I live in a one-bedroom apartment over a barbershop near my ex-farm, where my ex-horses reside with my ex-wife.
The bedroom is for the Little Girl. I sleep in the living room, and no matter how many Ikea pillows I’ve used to make the bed look like a couch, female visitors have never sat there.
The whole thing looks like an arrangement for an elderly relative: Uncle Vito has to sleep close to the bathroom because he may not make it in there every night.
The bed-in-the-living room thing is really not so bad. The true problem is creeping girl encroachment. Aside from my humble sleeping nook, the rest of the apartment appears as though Barbie, Dora, and Hannah Montana had a call-the-cops kind of rowdy party, then never cleaned up.
It looks like I rent from a 7-year-old.
Here is the question: If a man has no bedroom, and awakens each day amidst a first-grader’s scattered fluff, stuff and pink-and-purple detritus, can he ever truly be king of his (Disney) castle?

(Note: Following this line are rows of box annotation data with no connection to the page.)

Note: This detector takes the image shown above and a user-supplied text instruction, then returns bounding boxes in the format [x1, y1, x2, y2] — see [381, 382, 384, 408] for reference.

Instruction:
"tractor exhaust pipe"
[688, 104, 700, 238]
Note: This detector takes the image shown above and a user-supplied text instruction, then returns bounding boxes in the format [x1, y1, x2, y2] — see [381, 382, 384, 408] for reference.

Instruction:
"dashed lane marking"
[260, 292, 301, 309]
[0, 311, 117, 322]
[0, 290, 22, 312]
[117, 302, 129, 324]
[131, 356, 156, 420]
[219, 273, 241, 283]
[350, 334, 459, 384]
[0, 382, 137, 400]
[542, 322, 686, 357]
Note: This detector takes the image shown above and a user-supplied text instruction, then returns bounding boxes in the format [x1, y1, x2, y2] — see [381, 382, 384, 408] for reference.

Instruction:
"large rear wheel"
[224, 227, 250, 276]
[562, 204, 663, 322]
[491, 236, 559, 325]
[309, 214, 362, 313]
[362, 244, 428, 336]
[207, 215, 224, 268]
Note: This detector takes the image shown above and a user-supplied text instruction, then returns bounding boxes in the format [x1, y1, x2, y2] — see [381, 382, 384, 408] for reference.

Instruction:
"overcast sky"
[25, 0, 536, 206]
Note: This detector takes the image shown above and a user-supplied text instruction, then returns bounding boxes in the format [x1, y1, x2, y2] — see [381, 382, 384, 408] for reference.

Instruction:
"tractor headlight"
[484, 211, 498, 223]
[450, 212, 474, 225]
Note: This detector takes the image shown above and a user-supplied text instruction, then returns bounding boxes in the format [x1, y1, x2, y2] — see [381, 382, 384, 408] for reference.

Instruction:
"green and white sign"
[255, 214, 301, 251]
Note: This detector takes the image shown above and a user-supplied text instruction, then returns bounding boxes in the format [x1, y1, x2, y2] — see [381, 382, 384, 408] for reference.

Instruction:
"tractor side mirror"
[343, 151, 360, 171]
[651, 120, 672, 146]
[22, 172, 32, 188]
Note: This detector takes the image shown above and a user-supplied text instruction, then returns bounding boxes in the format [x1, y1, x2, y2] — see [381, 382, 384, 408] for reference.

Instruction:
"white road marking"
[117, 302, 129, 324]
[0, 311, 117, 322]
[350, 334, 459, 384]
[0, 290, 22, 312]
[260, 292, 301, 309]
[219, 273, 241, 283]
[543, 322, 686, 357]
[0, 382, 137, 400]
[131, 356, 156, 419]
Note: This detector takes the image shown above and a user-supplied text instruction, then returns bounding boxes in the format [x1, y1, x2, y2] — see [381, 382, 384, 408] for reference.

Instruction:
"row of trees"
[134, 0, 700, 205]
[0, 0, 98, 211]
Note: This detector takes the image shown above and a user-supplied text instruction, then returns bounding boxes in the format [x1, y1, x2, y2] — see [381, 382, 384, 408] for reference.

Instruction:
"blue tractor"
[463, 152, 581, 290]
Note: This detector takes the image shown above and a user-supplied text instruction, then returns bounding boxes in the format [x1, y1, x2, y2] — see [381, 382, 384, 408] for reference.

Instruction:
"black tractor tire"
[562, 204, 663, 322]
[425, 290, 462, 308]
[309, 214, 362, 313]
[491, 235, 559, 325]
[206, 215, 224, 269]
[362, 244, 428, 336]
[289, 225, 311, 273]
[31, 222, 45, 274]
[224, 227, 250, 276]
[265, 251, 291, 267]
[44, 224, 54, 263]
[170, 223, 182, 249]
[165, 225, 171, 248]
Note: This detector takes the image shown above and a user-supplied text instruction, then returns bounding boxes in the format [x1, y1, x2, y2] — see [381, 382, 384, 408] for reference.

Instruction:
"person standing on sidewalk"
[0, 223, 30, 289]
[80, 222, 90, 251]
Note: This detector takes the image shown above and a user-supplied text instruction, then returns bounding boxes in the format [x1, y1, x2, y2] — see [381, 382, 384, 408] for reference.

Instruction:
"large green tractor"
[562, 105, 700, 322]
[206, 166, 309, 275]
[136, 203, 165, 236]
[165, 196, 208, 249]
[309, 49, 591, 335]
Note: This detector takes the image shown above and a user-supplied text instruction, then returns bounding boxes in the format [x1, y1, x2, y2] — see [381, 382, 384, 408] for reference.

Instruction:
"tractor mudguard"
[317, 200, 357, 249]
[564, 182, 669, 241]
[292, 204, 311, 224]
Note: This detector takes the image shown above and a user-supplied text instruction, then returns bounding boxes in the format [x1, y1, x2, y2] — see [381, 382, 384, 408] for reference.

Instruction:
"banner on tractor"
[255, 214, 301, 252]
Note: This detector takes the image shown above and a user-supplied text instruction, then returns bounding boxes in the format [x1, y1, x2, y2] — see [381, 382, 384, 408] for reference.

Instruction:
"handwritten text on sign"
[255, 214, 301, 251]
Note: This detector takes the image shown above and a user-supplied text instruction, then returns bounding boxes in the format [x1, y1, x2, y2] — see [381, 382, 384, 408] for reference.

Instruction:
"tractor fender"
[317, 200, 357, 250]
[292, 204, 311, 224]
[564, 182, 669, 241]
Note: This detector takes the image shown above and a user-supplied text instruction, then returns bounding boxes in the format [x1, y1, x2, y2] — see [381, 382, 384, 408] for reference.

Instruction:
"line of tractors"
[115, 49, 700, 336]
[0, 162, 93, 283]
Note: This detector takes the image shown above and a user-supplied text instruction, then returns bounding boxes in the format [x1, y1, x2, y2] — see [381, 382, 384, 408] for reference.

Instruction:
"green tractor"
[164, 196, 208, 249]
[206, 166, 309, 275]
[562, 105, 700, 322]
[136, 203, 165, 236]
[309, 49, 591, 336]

To shave, I must move aside Hello Kitty tooth-brushing accoutrement. To shower, I have to evict an armada of bath toys temporarily dyed green or red by the Crayola bath-coloring tablets my kid uses. Our toaster plays a waltz from a Cinderella movie, and stamps each slice of bread with a princess crown.
Perhaps I’m a tad indulgent of the child – divorce guilt, and all that. And truth be told, I have the power to mark the place as singularly my own whenever I want. So why don’t I?
One epiphanic morning, it hit me: I really like the girl things. What’s more, I really need them. Man caves, I’ve had. Bachelor apartments, I’ve done. But a place that reminds me of the Little Girl on the three or four nights per week that she’s not there – well, that’s home.
I’m not saying it couldn’t stand to be picked up once in a while. But I won’t be dismantling the pink tent in the kitchen where my daughter keeps her Princess Band-Aids any time soon.
Besides, there’s plenty of room for me on the bed – I mean, couch.